Catherine Berael, Cabotage aquarelles et textes de Catherine Berael, avant-dire d’Anne-Marielle Wilwerth éditions Le Coudrier (18 euros, 2020)

« Rencontrer », tel serait le verbe premier de Catherine Berael si on ne devait en retenir qu’un seul.

Commencer par des adieux pour ouvrir un livre, voilà qui déjà offre des perspectives, la porte claquée faisant office de nouveaux départs : « La voiture nous attend, les portes claquent et nous nous asseyons côte à côte pour quelques heures encore… ».

Si les rêves sont froissés, les souvenirs jamais et non plus l’espérance à s’attendre à d’autres désirs.
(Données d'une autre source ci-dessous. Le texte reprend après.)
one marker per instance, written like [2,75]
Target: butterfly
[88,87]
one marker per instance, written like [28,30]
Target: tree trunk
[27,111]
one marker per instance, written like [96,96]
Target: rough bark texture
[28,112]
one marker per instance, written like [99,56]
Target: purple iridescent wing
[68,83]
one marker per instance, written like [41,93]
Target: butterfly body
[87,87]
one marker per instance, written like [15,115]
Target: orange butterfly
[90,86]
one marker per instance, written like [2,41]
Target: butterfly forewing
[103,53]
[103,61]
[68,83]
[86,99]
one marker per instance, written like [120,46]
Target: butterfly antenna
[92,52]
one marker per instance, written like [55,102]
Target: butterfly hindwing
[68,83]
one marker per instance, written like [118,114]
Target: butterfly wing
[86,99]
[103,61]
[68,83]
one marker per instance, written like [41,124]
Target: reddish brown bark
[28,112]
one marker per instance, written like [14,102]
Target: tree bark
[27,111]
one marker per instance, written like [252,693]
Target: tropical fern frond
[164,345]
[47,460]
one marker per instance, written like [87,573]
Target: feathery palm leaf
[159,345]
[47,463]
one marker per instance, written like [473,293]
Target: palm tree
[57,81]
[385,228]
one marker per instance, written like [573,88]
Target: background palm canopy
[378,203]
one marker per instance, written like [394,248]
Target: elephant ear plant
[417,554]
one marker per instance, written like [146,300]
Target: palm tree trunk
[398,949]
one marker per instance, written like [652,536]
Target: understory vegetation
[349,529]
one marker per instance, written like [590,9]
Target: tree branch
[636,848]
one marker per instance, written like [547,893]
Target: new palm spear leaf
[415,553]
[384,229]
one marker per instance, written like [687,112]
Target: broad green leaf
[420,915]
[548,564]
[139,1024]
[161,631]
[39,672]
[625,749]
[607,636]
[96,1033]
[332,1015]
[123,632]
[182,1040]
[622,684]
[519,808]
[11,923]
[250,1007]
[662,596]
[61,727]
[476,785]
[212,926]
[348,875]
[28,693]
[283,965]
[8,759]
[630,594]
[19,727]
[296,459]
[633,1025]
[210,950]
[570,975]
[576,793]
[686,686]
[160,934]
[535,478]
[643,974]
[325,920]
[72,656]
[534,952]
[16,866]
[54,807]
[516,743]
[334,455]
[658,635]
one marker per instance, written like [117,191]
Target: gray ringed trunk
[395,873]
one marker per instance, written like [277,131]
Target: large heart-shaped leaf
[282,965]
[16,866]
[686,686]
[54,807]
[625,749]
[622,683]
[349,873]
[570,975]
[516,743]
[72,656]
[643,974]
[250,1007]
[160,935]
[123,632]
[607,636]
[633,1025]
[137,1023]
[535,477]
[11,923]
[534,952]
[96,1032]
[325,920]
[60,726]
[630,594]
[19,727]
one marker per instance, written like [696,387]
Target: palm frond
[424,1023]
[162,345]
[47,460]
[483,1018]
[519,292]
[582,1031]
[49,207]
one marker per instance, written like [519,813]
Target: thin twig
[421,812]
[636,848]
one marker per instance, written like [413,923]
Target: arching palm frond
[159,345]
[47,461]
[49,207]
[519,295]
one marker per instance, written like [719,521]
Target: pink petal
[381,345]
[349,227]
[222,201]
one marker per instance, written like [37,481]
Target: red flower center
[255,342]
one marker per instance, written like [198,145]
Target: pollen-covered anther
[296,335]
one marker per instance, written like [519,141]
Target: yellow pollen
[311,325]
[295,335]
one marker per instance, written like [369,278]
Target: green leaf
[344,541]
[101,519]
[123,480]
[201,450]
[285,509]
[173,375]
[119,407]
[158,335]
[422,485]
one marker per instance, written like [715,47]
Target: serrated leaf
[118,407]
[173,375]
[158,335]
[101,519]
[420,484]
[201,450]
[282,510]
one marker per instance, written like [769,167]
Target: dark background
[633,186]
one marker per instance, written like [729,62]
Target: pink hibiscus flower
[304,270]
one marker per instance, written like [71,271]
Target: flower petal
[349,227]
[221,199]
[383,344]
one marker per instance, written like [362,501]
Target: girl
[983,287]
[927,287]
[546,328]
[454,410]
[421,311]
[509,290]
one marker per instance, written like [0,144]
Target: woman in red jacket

Sans être béat, l’optimisme, prenant forme de voyage, n’est jamais loin.

Une certaine douceur imprègne ainsi les mots entre eaux douces ou salées servant de vecteur à l’alternance des récits.

Catherine se reconnait bien « dans cette ville où le ciel s’enrhume à l’envi ». Quand elle parle de Brighton, comme d’une escale, elle parle aussi de ses propres étapes « ouatées de brumes ».

Tout s’entremêle alors que, cependant, les courts textes sont physiquement séparés de titres distincts.

Les intrigues se jouent parfois inversement par rapport à l’a priori suscité par quelques mots premiers alors que c’est la chute qui fait, dans ce cas, la nouvelle. Car, en effet, « nouvelle » (en tant que genre littéraire), il y a parfois. Comme il y a aussi récit ou évocations de souvenirs qu’on devine très personnels.

Entre transport à l’intérieur de soi et à se mouvoir à la frontière des côtes, il y a « cabotage », ce mot qui résonne comme un clapotis, un mouvement d’eau ou une matière organique qui, telle une méduse sur le sable, attendrait la marée montante, l’évènement qui, in fine, corrige le destin.

Quand « Victoria Station » fait office de plaque tournante, la narratrice elle-même donne l’impression d’être en quête d’aiguillages.

Dans son texte, subtilement divisé, Catherine progresse en mettant en parallèle les mots et la vie, l’imaginaire et le vrai ressenti, ce qui rend l’ensemble intérieurement « autobiographique » en partie, même quand son personnage est masculinisé.

Dans « les ports oubliés de la (ma) mémoire », le balayage du phare marin fait office d’écriture quand, en amour aussi, la mer se mêle de tout et quelque part profite des adieux récupérant pour elle ses personnages.

De port réel en port d’âme, l’aquarelle accompagne la narratrice, en révèle silences blancs, couleurs très marines et mouvements de pinceaux rythmés, eux aussi, sur le pouls des marées :

« L’océan restera mon confident, les vagues du temps passé se rappelleront à moi. Flux et reflux, inlassablement, je retremperai mon pinceau dans le petit récipient et je peindrai la mer ».

Point de vraie solitude car le récit peut aussi se faire partage à affronter les éléments ensemble et à sortir victorieux de la destinée, « Cabotage » rimant avec voyage plutôt qu’avec naufrage.

Les récits sont documentés historiquement et précisés géographiquement dans une « non-réalité augmentée » avec brio à l’appui d’une imagination précise et maîtrisée.